BAKARA 33 |
قَالَ
يَا آدَمُ
أَنبِئْهُم
بِأَسْمَآئِهِمْ
فَلَمَّا
أَنبَأَهُمْ
بِأَسْمَآئِهِمْ
قَالَ أَلَمْ
أَقُل
لَّكُمْ
إِنِّي
أَعْلَمُ غَيْبَ
السَّمَاوَاتِ
وَالأَرْضِ
وَأَعْلَمُ
مَا تُبْدُونَ
وَمَا
كُنتُمْ
تَكْتُمُونَ |
33. "Ey Adem,
onlara isimlerini haber ver" diye buyurdu. O da onlara isimlerini haber
verdi. (Allah) buyurdu ki: "Size demedim mi ki gerçekten Ben göklerin ve
yerin gizliliklerini de bilirim, açıkladıklarınızı da gizlediklerinizi de
bilirim?"
Yüce Allah'ın bu
buyruğuna dair açıklamalarımızı beş başlık halinde sunacağız:
1- Eşyanın isimlerini Haber Vermesi:
2- Ayete Göre Bilginin ve Bilginlerin
Fazileti:
3- Melekler mi Daha Faziletlidir,
Ademoğulları mı?:
4- Gayb Bilgisi:
5- Açıklanan ve Gizlenen Şeyleri Allah
Bilir:
1- Eşyanın isimlerini
Haber Vermesi:
"Onlara isimlerini
haber ver" buyruğu ile Yüce Allah, isimleri meleklere arzettikten sonra
eşyanın isimlerini meleklere bildirmesini emretmiştir. Böylelikle meleklerin,
Yüce Allah'ın kendilerine sorduğu şeyler hakkında (Adem'in) daha bilgili
olduğunu bilsinler ve bununla Adem'in faziletine, şanının yüceliğine,
dikkatleri çekilmiş olsun. Yüce Allah, Adem'i meleklerin önüne geçirmek, Adem'e
secde etmelerini sağlamak, onları Adem'in öğrencisi yapmak ve ondan
öğrenmelerini emretmek suretiyle Adem onlardan daha faziletli olmuştur.

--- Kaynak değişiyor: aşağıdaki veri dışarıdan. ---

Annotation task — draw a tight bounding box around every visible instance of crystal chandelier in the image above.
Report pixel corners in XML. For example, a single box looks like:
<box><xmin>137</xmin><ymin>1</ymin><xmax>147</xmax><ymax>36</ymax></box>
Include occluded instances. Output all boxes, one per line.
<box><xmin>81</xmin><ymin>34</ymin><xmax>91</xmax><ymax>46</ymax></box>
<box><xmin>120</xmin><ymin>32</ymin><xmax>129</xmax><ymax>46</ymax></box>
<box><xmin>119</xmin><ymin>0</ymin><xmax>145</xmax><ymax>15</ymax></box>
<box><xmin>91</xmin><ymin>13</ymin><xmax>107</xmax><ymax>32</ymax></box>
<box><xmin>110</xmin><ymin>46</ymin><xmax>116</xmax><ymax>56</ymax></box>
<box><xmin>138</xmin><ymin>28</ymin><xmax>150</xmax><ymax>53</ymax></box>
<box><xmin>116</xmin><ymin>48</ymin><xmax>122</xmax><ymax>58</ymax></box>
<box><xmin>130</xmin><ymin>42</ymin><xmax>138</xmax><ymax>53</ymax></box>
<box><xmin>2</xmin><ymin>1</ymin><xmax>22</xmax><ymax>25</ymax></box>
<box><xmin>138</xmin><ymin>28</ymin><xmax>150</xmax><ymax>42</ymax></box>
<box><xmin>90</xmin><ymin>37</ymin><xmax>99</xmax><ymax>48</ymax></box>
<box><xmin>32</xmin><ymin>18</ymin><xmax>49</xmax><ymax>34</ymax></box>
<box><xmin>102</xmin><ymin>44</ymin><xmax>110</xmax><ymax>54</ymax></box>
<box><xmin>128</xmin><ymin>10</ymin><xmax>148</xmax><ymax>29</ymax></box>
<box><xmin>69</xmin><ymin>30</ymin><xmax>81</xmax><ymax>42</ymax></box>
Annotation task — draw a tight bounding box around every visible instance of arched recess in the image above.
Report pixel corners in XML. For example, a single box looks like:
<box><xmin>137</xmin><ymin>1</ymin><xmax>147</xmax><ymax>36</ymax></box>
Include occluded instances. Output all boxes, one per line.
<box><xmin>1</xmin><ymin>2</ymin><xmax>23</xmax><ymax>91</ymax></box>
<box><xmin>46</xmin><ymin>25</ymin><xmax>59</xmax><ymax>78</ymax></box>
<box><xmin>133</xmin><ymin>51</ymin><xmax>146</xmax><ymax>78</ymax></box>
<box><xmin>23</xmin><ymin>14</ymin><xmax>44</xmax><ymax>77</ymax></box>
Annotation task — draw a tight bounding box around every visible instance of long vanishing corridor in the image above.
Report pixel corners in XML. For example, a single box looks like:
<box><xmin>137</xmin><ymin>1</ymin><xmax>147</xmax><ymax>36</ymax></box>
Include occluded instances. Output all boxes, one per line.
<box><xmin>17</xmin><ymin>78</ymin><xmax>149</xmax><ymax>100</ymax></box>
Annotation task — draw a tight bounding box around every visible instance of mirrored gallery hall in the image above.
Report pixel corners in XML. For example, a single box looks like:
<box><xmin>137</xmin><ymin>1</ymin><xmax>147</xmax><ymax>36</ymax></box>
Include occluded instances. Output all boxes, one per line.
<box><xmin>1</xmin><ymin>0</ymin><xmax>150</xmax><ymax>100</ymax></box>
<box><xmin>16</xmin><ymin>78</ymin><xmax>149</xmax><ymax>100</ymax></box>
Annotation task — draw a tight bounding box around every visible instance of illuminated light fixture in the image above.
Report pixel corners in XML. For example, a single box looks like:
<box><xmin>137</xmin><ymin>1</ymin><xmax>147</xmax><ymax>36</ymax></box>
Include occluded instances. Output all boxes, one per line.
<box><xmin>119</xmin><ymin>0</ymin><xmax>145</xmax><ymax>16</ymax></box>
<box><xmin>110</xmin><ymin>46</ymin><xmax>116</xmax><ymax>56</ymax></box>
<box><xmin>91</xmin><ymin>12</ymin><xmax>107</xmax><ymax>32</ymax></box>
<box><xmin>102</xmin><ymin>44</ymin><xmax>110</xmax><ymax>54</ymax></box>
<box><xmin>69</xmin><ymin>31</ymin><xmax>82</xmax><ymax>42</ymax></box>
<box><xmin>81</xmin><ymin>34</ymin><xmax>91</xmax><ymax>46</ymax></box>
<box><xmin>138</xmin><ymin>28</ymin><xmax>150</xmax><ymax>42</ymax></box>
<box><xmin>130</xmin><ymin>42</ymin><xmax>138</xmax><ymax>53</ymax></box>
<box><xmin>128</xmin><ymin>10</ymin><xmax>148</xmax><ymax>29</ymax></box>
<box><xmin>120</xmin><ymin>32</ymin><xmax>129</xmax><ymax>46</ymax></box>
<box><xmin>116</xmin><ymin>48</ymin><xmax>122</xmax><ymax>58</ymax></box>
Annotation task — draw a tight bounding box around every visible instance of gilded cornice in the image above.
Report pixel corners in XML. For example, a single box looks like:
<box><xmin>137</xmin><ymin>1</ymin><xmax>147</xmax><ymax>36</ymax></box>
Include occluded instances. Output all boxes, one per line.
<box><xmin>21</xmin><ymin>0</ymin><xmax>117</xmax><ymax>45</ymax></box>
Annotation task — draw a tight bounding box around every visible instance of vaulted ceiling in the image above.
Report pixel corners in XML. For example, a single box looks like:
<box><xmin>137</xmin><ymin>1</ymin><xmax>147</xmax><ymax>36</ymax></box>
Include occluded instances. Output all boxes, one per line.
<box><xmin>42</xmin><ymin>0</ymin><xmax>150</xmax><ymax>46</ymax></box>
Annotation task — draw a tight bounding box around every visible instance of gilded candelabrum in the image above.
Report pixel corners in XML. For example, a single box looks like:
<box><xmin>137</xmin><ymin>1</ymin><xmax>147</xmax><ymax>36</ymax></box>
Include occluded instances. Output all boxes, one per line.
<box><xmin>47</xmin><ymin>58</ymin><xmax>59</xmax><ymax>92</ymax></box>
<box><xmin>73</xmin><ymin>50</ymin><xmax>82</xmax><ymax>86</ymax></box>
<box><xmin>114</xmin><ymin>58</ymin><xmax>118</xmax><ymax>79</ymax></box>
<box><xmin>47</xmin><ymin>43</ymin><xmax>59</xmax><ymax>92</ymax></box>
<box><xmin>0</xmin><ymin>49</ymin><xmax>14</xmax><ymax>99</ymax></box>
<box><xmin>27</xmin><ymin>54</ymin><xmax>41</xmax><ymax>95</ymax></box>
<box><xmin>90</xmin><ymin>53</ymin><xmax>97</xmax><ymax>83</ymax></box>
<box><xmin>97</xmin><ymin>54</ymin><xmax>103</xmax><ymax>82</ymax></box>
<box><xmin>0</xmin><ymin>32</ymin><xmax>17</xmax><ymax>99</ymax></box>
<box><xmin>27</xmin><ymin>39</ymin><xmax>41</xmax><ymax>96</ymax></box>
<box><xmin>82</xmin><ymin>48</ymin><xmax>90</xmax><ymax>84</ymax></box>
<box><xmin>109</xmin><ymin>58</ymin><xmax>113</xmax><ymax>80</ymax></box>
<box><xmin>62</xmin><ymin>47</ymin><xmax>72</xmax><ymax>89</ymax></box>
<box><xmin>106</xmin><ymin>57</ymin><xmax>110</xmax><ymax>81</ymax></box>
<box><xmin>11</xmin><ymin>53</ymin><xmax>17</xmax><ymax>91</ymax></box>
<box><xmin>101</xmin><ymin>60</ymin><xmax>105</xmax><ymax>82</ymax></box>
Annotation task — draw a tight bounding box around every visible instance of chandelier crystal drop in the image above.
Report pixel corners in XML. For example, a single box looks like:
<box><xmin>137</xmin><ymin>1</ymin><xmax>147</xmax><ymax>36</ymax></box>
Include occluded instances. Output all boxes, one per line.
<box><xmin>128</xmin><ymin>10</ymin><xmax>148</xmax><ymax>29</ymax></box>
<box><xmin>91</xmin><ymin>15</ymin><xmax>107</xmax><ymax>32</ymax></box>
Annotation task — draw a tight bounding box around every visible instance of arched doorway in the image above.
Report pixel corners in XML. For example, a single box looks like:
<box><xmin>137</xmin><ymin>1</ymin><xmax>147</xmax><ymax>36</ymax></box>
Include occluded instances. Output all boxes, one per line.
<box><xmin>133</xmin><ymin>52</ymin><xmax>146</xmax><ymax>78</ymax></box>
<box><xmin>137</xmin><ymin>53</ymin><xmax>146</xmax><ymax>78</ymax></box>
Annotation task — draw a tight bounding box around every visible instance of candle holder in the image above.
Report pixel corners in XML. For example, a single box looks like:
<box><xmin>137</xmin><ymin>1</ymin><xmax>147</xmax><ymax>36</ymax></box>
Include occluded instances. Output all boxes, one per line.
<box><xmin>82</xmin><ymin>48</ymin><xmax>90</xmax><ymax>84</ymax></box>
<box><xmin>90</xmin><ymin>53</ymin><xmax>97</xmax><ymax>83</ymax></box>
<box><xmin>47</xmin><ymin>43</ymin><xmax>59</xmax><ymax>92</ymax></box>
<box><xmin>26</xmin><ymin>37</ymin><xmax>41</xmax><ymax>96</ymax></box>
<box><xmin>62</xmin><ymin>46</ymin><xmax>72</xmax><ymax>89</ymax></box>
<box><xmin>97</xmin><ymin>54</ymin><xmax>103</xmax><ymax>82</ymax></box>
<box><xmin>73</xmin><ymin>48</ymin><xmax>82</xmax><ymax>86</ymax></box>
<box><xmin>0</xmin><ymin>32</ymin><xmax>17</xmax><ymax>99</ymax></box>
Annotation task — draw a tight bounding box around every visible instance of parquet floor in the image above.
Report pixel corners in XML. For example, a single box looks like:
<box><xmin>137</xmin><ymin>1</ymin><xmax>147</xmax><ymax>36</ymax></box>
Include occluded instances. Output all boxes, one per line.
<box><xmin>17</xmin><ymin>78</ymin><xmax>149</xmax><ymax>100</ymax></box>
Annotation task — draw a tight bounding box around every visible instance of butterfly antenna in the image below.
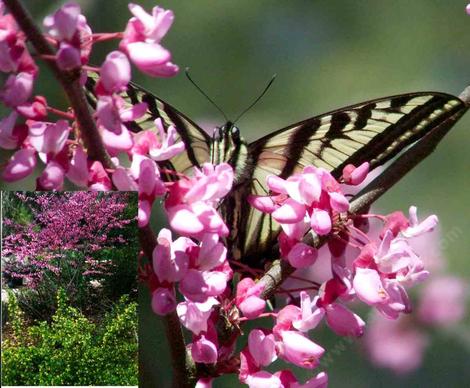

Böylelikle Hz. Adem kendisine secde edilmek ve bilginin tahsis edilmesi
suretiyle üstünlük ve büyüklük rütbesini elde etmiş oldu.
2- Ayete Göre Bilginin
ve Bilginlerin Fazileti:
Bu ayet-i kerimede
bilginin ve bilginlerin faziletine delil vardır. Hadis-i şerif te de şöyle
buyurulmuştur: "Melekler, ilim taleb edene hoşnutlukları dolayısıyla
kanatlarını (onun önüne) serer." Yani ona boyun eğip alçak gönüllülük
gösterirler. Yüce Allah'ın diğer kulları arasından özellikle ilim ehline
bunları yapmalarının sebebi, şanı Yüce Allah'ın, Adem (a.s) hakkında melekleri
böyle bir tavır takınmak zorunda bırakmasıdır. Ondan bu yana melekler bu
şekildeki bir davranışı kendilerine bir edep haline getirmişlerdir. İşte bundan
dolayı, melekler ilme ve alimlere tazimleri dolayısıyla ilmin talebine ve
ilimle uğraşmaya razı olduklarından dolayı bir insanın bilgi sahibi olduğunu
gördükleri vakit, o kimseye karşı alçak gönüllülük gösterir, boyun eğer ve
tezellül gösterirler. İnsanlar arasından ilim taliplerine karşı durumları bu
olduğuna göre ya gerçekten büyük ilim sahiplerine ve aralarından rabbani
olanlara karşı tavırları ne olur? Allah, bizleri bunlardan kılsın, bunlar
arasında bulundursun. Şüphesiz ki O, büyük bir lütuf sahibidir.
3- Melekler mi Daha
Faziletlidir, Ademoğulları mı?:
Burdan hareketle ilim
adamları: Melekler mi daha faziletlidir, yoksa Ademoğulları mı daha
faziletlidir, hususunda iki farklı görüşe sahip olmuşlardır.
Bir kesime göre,
insanların arasındaki Resuller, meleklerin Resullerinden üstündür. İnsanların
velileri, meleklerin velilerinden üstündür.
Diğer bir kesime göre
Mele-i A'la daha üstündür. Melekleri daha üstün kabul edenler, Yüce Allah'ın şu
buyruklarını delil gösterirler: "Melekler''- Allah'ın mükerrem kullarıdır.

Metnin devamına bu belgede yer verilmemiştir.